Fotografias enviadas à AFP mostram as costas dos dois jornalistas com golpes de pancadas e hematomas. Os repórteres foram liberados na segunda, ao fim de três dias passados numa “cela de isolamento”, de acordo com Ashakzai.
Outra área de quarentena, estabelecida para combater o novo coronavírus no Baluchistão – a mais instável das províncias do país – já tinha ocupado as manchetes em Fevereiro devido a questões de insalubridade.

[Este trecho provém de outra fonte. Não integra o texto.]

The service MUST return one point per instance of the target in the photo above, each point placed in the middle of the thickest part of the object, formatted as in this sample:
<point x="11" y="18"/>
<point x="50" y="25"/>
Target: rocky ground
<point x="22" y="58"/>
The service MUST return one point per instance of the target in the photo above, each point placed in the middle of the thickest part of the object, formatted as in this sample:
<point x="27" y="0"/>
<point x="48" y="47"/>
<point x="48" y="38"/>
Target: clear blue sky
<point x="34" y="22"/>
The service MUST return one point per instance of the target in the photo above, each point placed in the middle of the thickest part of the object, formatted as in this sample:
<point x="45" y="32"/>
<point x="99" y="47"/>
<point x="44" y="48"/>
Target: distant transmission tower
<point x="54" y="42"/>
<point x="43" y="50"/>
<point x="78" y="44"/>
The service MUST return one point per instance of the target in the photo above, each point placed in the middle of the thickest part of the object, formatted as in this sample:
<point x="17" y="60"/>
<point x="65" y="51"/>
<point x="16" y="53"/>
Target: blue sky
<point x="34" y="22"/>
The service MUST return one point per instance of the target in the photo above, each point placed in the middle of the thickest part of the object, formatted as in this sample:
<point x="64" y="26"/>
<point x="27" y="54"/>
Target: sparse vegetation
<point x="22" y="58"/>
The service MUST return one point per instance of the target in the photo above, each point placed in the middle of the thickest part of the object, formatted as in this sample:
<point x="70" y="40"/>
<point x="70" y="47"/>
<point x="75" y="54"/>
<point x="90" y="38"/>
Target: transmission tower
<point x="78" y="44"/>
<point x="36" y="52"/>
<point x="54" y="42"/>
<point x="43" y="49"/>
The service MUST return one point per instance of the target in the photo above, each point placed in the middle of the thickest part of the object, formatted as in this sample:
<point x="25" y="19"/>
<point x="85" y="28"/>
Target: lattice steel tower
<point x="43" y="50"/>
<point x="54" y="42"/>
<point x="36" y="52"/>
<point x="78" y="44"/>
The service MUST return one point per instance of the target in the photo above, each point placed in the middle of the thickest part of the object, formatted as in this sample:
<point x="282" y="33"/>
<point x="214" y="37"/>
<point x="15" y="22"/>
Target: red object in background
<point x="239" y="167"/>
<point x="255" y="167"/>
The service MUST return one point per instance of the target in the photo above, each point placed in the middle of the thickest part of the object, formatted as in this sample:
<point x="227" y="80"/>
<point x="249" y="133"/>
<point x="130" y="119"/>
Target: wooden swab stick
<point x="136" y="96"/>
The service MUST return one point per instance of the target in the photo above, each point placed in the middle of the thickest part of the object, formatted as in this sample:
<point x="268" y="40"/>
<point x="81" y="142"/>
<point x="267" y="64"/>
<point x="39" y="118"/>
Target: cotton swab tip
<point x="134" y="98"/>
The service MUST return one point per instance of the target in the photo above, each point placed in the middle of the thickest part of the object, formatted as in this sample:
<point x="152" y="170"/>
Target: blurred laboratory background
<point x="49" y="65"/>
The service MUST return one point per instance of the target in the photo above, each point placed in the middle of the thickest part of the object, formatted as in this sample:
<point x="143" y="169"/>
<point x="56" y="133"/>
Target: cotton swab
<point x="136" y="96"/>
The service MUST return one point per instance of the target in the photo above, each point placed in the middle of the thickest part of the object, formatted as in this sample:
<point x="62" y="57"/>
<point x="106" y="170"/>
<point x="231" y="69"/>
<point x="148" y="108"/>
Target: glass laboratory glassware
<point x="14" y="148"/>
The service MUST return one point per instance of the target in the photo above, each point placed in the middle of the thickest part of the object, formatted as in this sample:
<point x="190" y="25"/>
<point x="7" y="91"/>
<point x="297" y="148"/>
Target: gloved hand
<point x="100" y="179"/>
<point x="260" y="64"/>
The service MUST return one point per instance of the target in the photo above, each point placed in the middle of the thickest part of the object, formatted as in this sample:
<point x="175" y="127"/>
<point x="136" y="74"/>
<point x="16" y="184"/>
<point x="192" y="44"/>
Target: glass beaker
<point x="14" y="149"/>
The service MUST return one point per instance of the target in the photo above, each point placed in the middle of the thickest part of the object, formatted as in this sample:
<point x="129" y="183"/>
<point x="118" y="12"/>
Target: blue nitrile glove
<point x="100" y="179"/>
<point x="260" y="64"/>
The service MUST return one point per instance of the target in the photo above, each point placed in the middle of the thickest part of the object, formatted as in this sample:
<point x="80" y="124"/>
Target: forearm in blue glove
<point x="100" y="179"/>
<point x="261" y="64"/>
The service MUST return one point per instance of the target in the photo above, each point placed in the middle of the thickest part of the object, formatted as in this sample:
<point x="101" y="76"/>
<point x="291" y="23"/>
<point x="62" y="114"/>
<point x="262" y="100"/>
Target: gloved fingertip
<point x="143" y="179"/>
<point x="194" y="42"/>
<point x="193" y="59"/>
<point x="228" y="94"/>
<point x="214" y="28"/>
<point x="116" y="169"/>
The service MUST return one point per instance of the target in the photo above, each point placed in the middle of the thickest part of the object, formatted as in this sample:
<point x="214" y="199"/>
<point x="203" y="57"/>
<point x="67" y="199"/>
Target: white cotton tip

“É totalmente inaceitável que representantes das forças de segurança cometam actos de tortura simplesmente porque não gostam do que estes dois jornalistas mostraram”, denunciou Daniel Bastard, responsável pela representação dos Repórteres Sem Fronteiras na região da Ásia-Pacífic.
Interrogado pela AFP, Zaullah Langove, ministro do Interior do Baluchistão, desculpou-se “pela tortura sofrida” pelos profissionais da imprensa e ordenou a abertura de uma investigação: “Três responsáveis envolvidos no incidente foram suspensos”, acrescentou.
Sete jornalistas morreram no Paquistão no exercício da profissão entre Maio de 2019 e Abril de 2020, de acordo com a “Freedom Network”, grupo que defende a liberdade de imprensa.